Un viaggio nel viaggio: “Shakespeare sul Titanic” è esso stesso un libro-viaggio, che permette al lettore di navigare lungo rotte inaspettate, che ci parlano di un insolito Shakespeare. Ma è anche un libro che sa far scegliere al lettore quando fermarsi a largo: per lasciarsi andare a meditazioni filosofiche sulla giovinezza, ad esempio. Sul nulla, magari. Oppure lasciandosi trascinare da quello “sporgersi“ proprio della propalazione, che trova  terreno fertile anche in quella “teologica laica” chiamata Letteratura.

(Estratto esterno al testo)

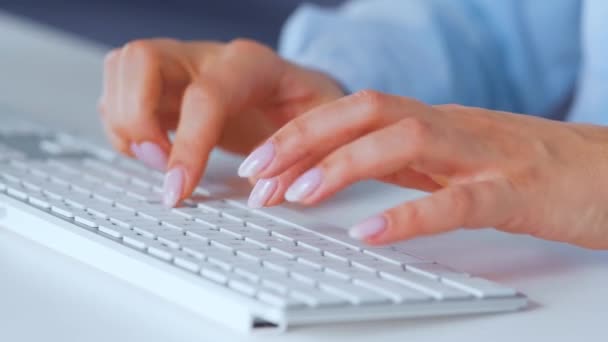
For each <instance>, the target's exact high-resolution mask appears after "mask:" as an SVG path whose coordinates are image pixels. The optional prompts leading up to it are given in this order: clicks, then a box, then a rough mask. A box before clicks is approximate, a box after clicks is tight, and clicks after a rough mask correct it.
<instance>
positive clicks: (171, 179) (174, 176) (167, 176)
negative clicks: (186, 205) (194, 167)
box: [163, 167, 185, 208]
mask: <svg viewBox="0 0 608 342" xmlns="http://www.w3.org/2000/svg"><path fill="white" fill-rule="evenodd" d="M184 177H185V176H184V170H183V169H182V168H180V167H176V168H174V169H171V170H169V172H167V174H166V175H165V181H164V183H163V204H164V205H165V206H166V207H170V208H172V207H175V205H177V202H178V201H179V199H180V197H181V195H182V191H183V189H184Z"/></svg>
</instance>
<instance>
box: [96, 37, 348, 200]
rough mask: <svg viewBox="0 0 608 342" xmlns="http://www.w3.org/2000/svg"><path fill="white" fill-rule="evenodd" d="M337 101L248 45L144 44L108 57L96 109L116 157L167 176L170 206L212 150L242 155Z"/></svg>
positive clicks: (333, 98) (133, 42)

Un viaggio, questo “Shakespeare sul Titanic”, che è quindi una somma di imprevedibili viaggi. Anche perché l’orizzonte d’esplorazione è tale da ravvisare in ogni partenza sempre qualcosa che l’ha preceduta; così come in ogni approdo non la fine di un viaggio. Ma ancora uno “sporgersi” oltre.

Concetto-metafora splendidamente visualizzato da quella prua del Titanic e da quel balcone di Verona – installazioni dell’artista Antonella Rebecchini – che ieri sera hanno agito il palco del Teatro Basilica assieme ai tre compagni di viaggio di Manfridi, rappresentanza del Teatro Basilica: Antonio Calenda – tra i più prolifici registi italiani nonché supervisore artistico del Teatro Basilica; Daniela Giovanetti e Alessandro Di Murro co-fondatori del Teatro Basilica oltre che, rispettivamente, attrice e regista.

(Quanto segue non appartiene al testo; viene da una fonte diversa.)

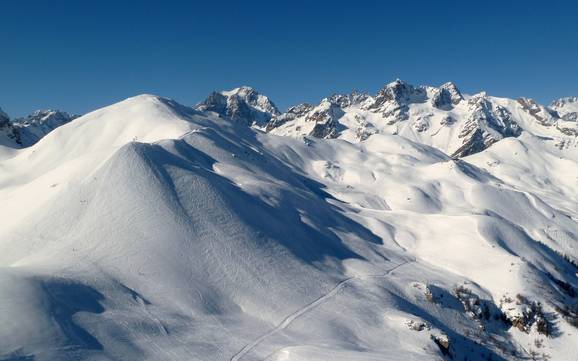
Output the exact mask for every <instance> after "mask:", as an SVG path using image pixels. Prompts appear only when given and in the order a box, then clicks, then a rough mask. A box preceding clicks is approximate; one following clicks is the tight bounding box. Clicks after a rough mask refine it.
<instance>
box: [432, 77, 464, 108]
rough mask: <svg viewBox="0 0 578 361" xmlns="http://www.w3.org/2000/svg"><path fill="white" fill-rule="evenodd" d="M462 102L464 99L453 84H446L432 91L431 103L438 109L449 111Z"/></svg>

“Shakespeare sul Titanic” viaggerà nel tempo e nello spazio onorando antiche rotte e sperimentandone di nuove, grazie all’elegantissima versione cartacea alla quale se ne affianca una tecnologica, scaricabile dal sito della casa editrice Edizioni Efesto. Una preziosa occasione di lettura ma anche di scoperte, di curiosità inedite, di legami insospettabili, di approfondimenti, di ricerche. E ancora: i primi 100 acquirenti della versione cartacea riceveranno i due volumi che costituiscono l’opera in un prezioso cofanetto, confezionato artigianalmente da Alessandro Scura.

Il sapiente e accattivante racconto di Manfridi sulla genesi dell’opera – gravitante intorno alle rievocazioni delle forme assunte nel tempo dalla storia di Romeo e Giulietta – è stato gradevolmente intervallato da un’appassionata presentazione del regista Antonio Calenda e da un’intrigante lettura dell’attrice Daniela Giovanetti, che con la sua interpretazione ha cesellato alcuni passi dell’opera di Manfridi.

Una serata piena di gioia, quella di ieri, che forse – come sostiene Giuseppe Manfridi – è iniziata già prima e che proseguirà “sporgendosi” oltre noi.